Heavy Rains Cause Minor Flooding In Southwest Oklahoma
About six inches fell in Hobart causing a nearby creek to overflow and flood part of the town.
Residents in Hobart said this wasn't the first time the town has seen flooding, and they want to find a way to stop the creek from flooding the town.
Staff and Wire Reports
HOBART, Oklahoma -- Heavy rain fell in parts of southwestern Oklahoma early Monday, causing minor flooding in some areas. There were no immediate reports of injuries.
According to the Oklahoma Mesonet, about 6.4 inches of rain fell in Hobart in Kiowa County between midnight and 8 a.m. Monday, raising the town's three-day rainfall total to nearly 8.7 inches.
"It has been an unusually wet airmass over the region," said Chris Sohl, a National Weather Service meteorologist based in Norman. "It hasn't taken much to generate thunderstorm activity."

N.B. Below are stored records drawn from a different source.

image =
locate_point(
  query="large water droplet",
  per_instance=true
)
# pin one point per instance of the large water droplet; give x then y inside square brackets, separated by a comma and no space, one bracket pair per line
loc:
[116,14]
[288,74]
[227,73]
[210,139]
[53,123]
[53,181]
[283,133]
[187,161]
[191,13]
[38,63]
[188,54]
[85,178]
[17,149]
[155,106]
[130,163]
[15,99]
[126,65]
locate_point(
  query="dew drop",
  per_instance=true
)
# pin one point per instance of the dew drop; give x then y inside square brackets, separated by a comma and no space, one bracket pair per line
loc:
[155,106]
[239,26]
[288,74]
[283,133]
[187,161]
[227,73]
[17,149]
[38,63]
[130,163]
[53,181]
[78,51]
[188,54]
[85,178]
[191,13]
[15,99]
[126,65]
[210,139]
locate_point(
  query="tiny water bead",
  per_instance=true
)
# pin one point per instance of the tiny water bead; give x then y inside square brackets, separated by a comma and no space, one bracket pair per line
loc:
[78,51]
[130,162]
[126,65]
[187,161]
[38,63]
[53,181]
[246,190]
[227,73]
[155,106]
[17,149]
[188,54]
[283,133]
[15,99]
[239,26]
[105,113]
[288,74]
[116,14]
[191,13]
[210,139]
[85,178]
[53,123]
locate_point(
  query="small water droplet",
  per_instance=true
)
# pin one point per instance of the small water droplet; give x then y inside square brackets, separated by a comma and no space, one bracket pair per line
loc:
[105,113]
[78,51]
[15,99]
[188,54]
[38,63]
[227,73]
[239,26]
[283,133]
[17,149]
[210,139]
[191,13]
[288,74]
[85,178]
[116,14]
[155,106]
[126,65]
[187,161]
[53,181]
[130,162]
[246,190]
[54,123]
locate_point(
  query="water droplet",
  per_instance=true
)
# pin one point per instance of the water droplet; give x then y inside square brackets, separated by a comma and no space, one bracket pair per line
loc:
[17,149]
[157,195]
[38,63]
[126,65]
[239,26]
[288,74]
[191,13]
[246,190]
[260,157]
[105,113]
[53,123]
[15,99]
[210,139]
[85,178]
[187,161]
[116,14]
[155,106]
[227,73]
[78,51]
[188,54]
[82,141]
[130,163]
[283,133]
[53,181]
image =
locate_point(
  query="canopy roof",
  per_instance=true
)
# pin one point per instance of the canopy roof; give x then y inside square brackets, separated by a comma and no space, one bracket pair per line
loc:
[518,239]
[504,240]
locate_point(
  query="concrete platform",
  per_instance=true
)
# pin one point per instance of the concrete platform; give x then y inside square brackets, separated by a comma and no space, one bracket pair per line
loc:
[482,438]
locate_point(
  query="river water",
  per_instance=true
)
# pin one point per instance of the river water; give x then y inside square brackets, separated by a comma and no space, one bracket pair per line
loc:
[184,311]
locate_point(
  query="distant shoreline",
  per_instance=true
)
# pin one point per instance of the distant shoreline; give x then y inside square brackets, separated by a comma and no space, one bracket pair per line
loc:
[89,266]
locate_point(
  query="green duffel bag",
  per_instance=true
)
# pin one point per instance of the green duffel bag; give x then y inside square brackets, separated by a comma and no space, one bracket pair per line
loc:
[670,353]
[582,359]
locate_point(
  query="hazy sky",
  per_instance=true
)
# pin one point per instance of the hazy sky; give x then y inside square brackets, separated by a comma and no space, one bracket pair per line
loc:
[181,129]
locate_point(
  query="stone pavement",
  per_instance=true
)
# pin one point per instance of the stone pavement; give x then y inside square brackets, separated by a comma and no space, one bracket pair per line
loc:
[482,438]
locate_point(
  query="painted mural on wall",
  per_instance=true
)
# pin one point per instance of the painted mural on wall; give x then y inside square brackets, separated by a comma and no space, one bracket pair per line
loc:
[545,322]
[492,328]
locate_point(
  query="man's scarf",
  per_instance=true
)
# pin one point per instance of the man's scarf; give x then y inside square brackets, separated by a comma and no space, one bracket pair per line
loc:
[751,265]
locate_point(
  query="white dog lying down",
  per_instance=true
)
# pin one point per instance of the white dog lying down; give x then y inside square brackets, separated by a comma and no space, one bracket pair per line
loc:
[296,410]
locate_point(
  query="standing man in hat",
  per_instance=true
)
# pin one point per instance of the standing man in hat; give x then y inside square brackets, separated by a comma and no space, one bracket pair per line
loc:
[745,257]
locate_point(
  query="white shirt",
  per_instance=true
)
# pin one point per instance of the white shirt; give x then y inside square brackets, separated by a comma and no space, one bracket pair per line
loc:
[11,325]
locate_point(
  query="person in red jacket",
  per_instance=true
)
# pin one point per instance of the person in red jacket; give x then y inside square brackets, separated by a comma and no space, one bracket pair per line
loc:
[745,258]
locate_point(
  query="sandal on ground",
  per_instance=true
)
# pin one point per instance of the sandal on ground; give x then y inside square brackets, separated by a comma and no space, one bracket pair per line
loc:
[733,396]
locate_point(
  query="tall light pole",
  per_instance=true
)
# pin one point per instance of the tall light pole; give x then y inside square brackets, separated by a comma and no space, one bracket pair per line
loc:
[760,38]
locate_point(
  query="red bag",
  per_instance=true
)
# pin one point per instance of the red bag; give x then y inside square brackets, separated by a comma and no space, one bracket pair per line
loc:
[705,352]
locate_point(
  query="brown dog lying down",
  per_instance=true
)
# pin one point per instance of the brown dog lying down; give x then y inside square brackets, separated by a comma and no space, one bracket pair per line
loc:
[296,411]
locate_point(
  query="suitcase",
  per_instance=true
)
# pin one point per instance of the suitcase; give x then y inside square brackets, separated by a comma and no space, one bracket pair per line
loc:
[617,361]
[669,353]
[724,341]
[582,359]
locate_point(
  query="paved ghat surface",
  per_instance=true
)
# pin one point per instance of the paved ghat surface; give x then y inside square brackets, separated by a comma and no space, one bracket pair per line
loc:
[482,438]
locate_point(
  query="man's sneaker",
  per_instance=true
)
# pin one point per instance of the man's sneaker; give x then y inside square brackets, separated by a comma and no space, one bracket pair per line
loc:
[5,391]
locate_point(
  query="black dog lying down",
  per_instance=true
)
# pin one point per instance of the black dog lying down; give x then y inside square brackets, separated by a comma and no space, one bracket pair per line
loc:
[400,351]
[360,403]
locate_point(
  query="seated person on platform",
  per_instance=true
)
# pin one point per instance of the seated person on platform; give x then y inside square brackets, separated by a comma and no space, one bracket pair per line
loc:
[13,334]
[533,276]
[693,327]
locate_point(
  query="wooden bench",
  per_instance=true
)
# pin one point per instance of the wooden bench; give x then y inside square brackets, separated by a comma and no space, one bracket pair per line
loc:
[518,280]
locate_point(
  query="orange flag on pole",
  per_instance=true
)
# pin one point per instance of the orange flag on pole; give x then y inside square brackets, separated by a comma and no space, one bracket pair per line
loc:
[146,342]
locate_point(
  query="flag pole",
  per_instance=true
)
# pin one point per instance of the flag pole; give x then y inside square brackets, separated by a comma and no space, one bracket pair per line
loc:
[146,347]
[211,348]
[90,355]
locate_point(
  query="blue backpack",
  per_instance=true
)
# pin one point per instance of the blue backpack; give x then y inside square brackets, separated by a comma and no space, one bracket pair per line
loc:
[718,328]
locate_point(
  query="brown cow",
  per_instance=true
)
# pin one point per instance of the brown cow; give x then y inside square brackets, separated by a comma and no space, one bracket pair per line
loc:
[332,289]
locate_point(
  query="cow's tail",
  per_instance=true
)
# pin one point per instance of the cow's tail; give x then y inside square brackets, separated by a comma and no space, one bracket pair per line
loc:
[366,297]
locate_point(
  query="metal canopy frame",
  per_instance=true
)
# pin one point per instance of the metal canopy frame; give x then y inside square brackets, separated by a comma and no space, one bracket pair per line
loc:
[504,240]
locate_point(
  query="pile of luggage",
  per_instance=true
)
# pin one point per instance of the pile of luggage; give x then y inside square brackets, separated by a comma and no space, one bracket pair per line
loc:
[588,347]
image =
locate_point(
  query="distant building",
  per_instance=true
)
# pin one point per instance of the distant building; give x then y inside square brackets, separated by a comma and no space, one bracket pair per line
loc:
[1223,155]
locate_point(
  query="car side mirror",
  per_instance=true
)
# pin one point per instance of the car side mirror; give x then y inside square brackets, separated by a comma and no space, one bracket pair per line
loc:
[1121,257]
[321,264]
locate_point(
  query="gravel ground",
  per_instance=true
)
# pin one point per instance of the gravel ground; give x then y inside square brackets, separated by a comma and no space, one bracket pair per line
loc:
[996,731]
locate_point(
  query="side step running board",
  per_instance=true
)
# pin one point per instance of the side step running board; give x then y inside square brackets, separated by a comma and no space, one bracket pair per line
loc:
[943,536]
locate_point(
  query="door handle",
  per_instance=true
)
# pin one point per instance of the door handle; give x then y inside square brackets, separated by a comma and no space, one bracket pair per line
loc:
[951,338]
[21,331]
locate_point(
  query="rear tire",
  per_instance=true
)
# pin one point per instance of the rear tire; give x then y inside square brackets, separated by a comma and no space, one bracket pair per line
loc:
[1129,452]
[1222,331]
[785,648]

In Hobart, authorities closed State Highway 9 for about four hours because of high water in the road. The Highway 9 business route into the town of about 4,000 people also was closed and television video showed numerous roads in the area covered with water.
Hobart Mayor Tom Talley said authorities had to perform five high-water rescues to evacuate special-needs residents in one area.
Emergency management officials from Hobart and Kiowa County didn't immediately return messages left Monday.
The weather service also received reports that some roads around Carnegie in Caddo County were closed because of high water and an American Indian powwow going on in the area had to move to higher ground, Sohl said. In nearby Fort Cobb, about 3.8 inches of rain fell Monday morning.
The weather service issued a flood warning for the North Fork of the Red River near Headrick in Jackson County through late Tuesday. At 9 a.m. Monday, the river was at 10.2 feet, and it was expected to rise above its flood stage of 14 feet on Tuesday morning.
Forecasters expected the river to crest at about 15.8 feet before falling back below flood stage Tuesday afternoon.
Earlier flood warnings for the Cimarron River near Waynoka in northwestern Oklahoma and the Little River near Tecumseh in central Oklahoma were allowed to expire, with only minor flooding occurring.